J'insiste sur le rating -16, pas de fleurs ni de papillons  dans cette histoire :mg:

 

— On se voit demain soir.

William se penche sur Irina encore à moitié endormie pour lui donner un long baiser. Son parfum musqué et  les effluves de son after-shave lui chatouillent les narines mais elle y répond volontiers, encore alanguie entre les draps chauds.

— Je t’ai laissé un petit cadeau sur la table du salon, lui chuchote-t-il d’une voix chaude à l’oreille.

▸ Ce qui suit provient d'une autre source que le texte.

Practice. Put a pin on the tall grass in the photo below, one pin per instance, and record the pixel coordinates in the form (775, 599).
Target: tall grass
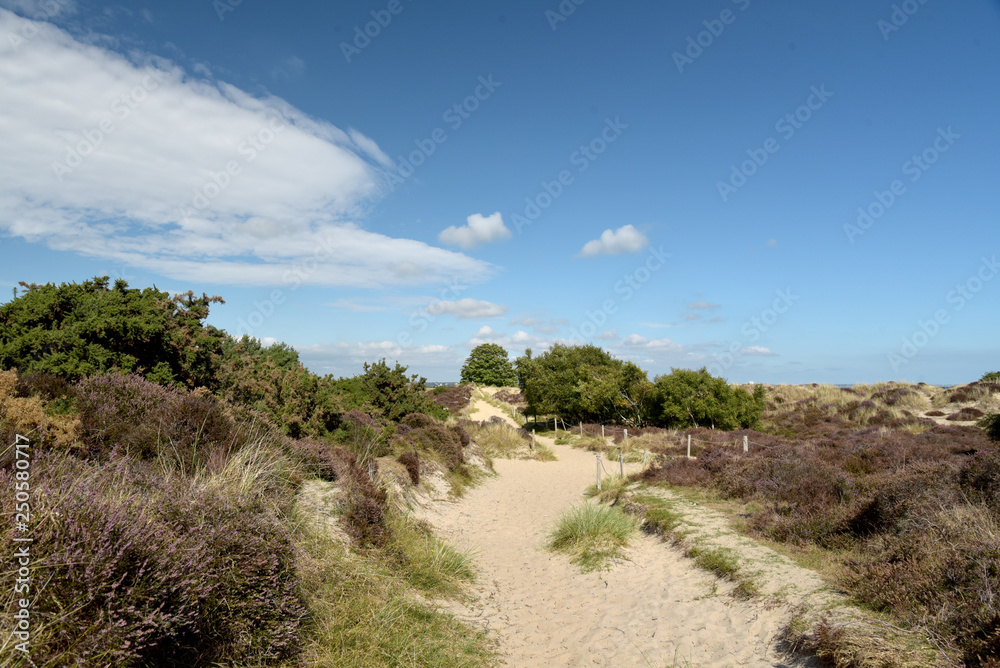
(592, 535)
(499, 440)
(364, 614)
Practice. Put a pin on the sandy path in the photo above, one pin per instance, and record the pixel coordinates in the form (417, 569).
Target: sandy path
(655, 609)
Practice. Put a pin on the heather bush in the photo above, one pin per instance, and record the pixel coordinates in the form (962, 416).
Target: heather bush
(31, 416)
(418, 420)
(912, 514)
(363, 511)
(320, 460)
(125, 415)
(136, 569)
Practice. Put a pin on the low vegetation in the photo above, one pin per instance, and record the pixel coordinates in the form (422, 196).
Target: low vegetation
(594, 536)
(166, 475)
(907, 507)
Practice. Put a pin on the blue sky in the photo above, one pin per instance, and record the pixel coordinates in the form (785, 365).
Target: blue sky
(782, 192)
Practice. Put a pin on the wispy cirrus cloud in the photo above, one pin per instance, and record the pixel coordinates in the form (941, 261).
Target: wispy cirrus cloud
(133, 160)
(467, 308)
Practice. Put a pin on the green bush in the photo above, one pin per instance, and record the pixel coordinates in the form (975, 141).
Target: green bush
(687, 398)
(488, 364)
(74, 330)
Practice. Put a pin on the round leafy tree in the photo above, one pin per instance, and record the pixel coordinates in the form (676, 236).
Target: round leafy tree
(487, 364)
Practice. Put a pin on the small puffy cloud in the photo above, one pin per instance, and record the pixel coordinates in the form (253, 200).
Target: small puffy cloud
(40, 9)
(639, 341)
(479, 230)
(625, 239)
(467, 308)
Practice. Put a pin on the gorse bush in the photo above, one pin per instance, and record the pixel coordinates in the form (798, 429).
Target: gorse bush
(75, 330)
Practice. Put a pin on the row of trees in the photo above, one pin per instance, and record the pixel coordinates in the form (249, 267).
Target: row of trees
(588, 384)
(73, 331)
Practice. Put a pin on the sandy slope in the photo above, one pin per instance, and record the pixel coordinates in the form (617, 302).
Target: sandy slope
(655, 609)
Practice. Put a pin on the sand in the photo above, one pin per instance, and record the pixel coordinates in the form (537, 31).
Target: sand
(655, 609)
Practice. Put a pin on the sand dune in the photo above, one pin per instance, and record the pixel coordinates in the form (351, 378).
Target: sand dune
(655, 609)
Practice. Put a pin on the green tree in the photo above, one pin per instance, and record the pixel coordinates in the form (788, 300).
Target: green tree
(488, 364)
(393, 394)
(74, 330)
(686, 398)
(584, 383)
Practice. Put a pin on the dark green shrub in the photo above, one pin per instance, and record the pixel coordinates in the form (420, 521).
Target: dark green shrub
(488, 364)
(697, 399)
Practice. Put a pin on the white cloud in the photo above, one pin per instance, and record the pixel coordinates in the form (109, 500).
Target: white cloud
(354, 307)
(144, 149)
(40, 9)
(625, 239)
(639, 341)
(467, 308)
(479, 230)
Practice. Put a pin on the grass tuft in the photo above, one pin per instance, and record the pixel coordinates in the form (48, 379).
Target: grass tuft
(594, 536)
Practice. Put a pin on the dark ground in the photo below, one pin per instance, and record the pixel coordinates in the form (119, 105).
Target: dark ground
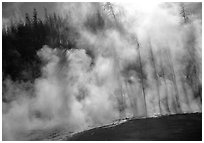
(182, 127)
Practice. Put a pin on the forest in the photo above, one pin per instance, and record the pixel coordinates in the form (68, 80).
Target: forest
(67, 68)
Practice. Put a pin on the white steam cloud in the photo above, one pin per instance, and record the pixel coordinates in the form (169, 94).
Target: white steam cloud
(133, 66)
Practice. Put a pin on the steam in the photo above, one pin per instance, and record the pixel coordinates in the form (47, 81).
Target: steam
(102, 80)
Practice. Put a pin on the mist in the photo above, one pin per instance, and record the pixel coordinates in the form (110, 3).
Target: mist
(131, 60)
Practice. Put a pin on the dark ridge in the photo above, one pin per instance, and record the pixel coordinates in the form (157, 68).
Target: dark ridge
(178, 127)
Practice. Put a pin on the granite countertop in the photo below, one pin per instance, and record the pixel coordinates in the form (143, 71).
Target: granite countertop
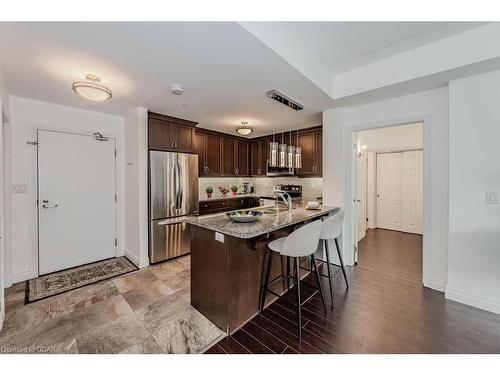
(268, 223)
(229, 196)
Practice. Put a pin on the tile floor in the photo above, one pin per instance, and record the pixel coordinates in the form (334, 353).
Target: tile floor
(146, 311)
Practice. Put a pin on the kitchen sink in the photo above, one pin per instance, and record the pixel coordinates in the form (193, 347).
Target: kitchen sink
(270, 210)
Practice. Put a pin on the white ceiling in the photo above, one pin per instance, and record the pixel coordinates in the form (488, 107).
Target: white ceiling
(342, 46)
(224, 69)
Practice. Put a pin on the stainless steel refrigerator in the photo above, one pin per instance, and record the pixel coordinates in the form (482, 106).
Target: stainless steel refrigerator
(173, 196)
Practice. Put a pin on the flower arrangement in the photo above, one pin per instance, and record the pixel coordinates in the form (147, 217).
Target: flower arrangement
(209, 190)
(223, 190)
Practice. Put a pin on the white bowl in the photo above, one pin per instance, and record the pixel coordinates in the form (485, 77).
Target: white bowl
(312, 204)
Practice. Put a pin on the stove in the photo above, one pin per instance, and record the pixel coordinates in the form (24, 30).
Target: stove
(295, 191)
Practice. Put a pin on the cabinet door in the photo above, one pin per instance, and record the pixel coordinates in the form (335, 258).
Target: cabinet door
(307, 143)
(184, 138)
(242, 159)
(229, 156)
(200, 150)
(319, 152)
(160, 135)
(213, 155)
(255, 158)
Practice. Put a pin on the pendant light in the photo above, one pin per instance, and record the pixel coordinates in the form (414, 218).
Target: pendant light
(282, 152)
(273, 151)
(298, 152)
(291, 152)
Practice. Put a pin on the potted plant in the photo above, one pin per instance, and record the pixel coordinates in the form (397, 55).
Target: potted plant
(209, 191)
(223, 190)
(234, 189)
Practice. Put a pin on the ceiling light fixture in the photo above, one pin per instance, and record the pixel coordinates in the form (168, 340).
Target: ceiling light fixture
(244, 129)
(91, 89)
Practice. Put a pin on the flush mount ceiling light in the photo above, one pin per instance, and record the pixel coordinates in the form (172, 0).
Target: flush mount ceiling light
(244, 129)
(92, 89)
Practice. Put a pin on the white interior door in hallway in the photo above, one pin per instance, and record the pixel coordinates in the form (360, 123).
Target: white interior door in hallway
(400, 191)
(76, 200)
(361, 195)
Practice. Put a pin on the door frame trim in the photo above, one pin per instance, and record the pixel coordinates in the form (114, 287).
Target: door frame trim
(33, 191)
(376, 176)
(350, 183)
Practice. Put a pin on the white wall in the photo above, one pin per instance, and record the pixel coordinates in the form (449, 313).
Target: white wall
(2, 218)
(394, 138)
(474, 236)
(430, 107)
(136, 210)
(26, 116)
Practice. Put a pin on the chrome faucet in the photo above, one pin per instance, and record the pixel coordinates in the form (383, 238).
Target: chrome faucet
(286, 198)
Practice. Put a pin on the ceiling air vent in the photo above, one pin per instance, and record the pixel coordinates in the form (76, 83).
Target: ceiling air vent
(276, 95)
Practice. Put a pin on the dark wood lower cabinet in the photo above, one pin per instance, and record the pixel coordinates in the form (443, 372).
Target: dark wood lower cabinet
(227, 204)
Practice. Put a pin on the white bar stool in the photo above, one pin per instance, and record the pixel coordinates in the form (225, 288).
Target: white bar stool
(302, 242)
(331, 230)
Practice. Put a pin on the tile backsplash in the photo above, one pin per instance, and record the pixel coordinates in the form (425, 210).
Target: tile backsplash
(312, 188)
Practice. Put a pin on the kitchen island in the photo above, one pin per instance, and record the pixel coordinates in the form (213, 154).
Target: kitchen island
(228, 262)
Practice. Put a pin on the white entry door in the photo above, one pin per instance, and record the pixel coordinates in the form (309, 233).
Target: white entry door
(400, 191)
(390, 191)
(76, 200)
(361, 196)
(413, 185)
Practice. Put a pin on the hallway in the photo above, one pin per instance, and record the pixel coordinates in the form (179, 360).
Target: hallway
(392, 253)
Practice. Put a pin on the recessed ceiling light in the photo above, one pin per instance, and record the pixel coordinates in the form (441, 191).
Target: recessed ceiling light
(244, 129)
(177, 89)
(91, 89)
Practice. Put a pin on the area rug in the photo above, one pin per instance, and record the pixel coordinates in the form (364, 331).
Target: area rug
(73, 278)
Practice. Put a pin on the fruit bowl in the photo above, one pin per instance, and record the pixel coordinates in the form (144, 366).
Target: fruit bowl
(244, 216)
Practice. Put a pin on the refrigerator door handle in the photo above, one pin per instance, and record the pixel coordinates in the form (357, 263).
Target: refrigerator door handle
(180, 195)
(176, 184)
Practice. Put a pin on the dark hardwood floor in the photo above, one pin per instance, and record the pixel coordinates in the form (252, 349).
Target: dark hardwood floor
(385, 310)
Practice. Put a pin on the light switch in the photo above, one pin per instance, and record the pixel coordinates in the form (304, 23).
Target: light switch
(219, 237)
(19, 188)
(492, 197)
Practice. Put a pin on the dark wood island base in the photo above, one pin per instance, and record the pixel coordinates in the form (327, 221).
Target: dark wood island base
(227, 273)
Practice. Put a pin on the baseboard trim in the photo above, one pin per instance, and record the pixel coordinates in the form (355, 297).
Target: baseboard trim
(471, 299)
(21, 276)
(436, 284)
(139, 262)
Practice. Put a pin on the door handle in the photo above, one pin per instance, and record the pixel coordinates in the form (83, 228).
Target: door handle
(49, 206)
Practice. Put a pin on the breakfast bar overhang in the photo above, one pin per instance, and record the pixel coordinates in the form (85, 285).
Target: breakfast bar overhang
(227, 262)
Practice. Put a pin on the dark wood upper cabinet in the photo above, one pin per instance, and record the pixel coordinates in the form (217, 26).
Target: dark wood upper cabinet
(311, 143)
(319, 153)
(229, 156)
(159, 134)
(168, 133)
(208, 149)
(242, 160)
(307, 143)
(200, 148)
(226, 155)
(214, 155)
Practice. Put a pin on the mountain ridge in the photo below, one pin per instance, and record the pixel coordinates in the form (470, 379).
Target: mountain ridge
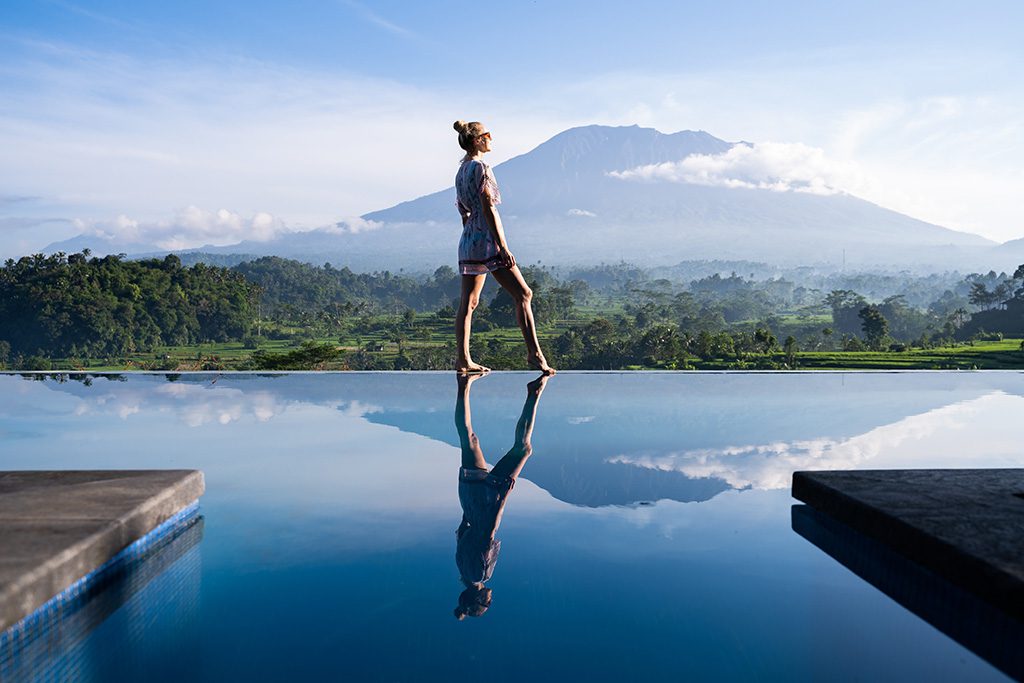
(563, 206)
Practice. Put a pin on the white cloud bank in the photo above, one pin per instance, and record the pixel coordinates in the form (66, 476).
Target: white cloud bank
(779, 167)
(192, 226)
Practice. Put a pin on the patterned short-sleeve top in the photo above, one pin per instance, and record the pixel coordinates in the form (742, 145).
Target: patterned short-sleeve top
(475, 190)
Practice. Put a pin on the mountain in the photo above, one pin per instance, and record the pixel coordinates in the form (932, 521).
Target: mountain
(1011, 255)
(564, 206)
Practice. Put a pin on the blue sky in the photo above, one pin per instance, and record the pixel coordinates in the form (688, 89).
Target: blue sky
(199, 123)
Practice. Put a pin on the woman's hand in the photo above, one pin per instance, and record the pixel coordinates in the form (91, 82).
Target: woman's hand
(507, 258)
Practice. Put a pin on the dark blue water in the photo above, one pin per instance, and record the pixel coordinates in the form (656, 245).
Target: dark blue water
(647, 538)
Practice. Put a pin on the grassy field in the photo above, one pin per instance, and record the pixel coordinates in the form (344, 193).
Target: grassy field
(1005, 354)
(430, 333)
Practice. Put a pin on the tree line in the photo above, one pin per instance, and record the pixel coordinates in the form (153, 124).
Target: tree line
(607, 316)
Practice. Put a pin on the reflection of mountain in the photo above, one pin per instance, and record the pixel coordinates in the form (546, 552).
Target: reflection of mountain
(616, 438)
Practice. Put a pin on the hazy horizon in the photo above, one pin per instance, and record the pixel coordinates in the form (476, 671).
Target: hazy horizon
(193, 125)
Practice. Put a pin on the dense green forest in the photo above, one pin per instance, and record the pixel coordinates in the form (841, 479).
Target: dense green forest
(283, 313)
(73, 305)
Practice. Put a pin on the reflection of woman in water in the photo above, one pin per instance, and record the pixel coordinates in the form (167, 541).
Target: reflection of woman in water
(482, 495)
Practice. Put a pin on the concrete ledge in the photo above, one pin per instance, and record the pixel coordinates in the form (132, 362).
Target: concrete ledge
(965, 525)
(57, 526)
(983, 629)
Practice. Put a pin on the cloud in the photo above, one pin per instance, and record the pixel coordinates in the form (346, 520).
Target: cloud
(192, 226)
(779, 167)
(354, 224)
(377, 19)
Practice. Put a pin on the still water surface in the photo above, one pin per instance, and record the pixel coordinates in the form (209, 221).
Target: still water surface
(647, 538)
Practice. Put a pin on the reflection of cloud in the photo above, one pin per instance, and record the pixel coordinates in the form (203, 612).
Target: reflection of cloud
(356, 409)
(939, 437)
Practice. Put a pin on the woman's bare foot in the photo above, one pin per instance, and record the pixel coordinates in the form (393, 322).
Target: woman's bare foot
(536, 387)
(470, 368)
(539, 364)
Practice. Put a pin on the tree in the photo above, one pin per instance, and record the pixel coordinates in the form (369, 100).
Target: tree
(875, 326)
(790, 346)
(845, 305)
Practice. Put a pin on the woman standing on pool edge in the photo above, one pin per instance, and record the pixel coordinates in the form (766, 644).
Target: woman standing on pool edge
(482, 249)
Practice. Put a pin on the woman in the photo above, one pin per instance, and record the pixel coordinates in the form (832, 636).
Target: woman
(482, 249)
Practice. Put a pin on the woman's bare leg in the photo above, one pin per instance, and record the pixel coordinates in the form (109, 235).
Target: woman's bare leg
(511, 280)
(471, 286)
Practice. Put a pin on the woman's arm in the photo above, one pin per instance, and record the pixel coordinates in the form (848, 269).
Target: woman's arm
(494, 222)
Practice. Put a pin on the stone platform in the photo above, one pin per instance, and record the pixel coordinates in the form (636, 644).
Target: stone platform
(57, 526)
(948, 545)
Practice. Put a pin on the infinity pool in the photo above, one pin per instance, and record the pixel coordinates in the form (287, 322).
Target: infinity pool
(647, 538)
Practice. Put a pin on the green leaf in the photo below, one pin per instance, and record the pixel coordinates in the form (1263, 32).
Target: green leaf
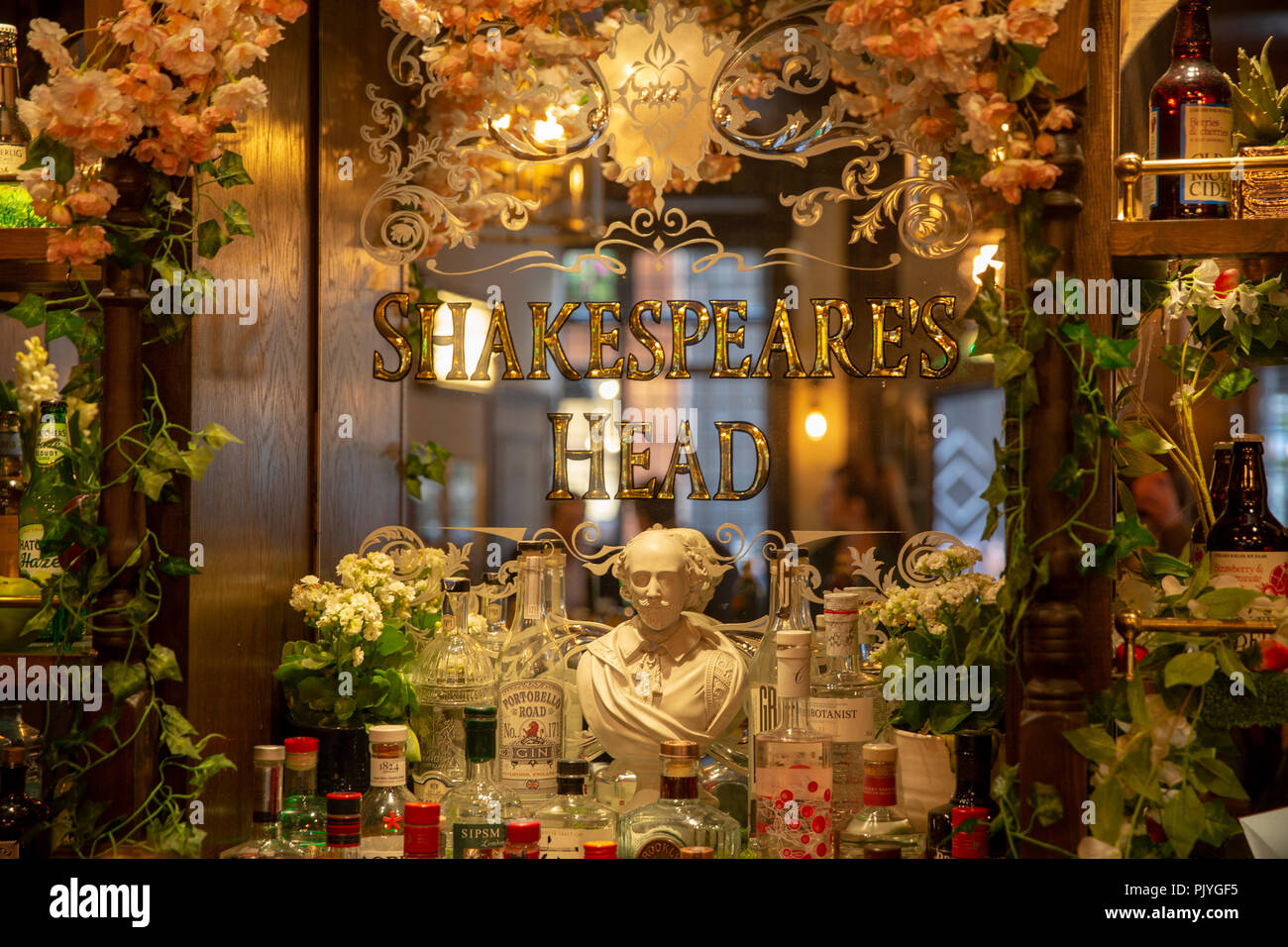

Puis il lui embrasse la tempe et quitte la pièce sur un dernier geste  tendre. Irina attend d’entendre la porte de la suite se refermer pour pousser un long soupir. Elle a enfin du temps pour elle. Deux longs jours sans la présence étouffante de William à ses côtés.

Le corps encore engourdi par sa nuit agitée, elle s’étire de tout son long avant de se lever et d’enfiler le peignoir de lin blanc que son amant lui a offert il y a déjà six mois, quelques jours après le début de leur relation. Elle traverse la chambre jusqu’au salon luxueux, dont les baies vitrées offrent une vue magnifique sur la mer. Sur la table, comme annoncé, un cadeau emballé d’un gros nœud rouge. Haussant un sourcil ironique à cette vue, Irina s’empare du paquet et l’ouvre d’un geste négligeant. Un collier en argent orné de minuscules diamants, qu’elle caresse du bout des  doigts. Elle referme la boîte sans même l’essayer, devenue impassible au vu du nombre toujours croissant de ces présents.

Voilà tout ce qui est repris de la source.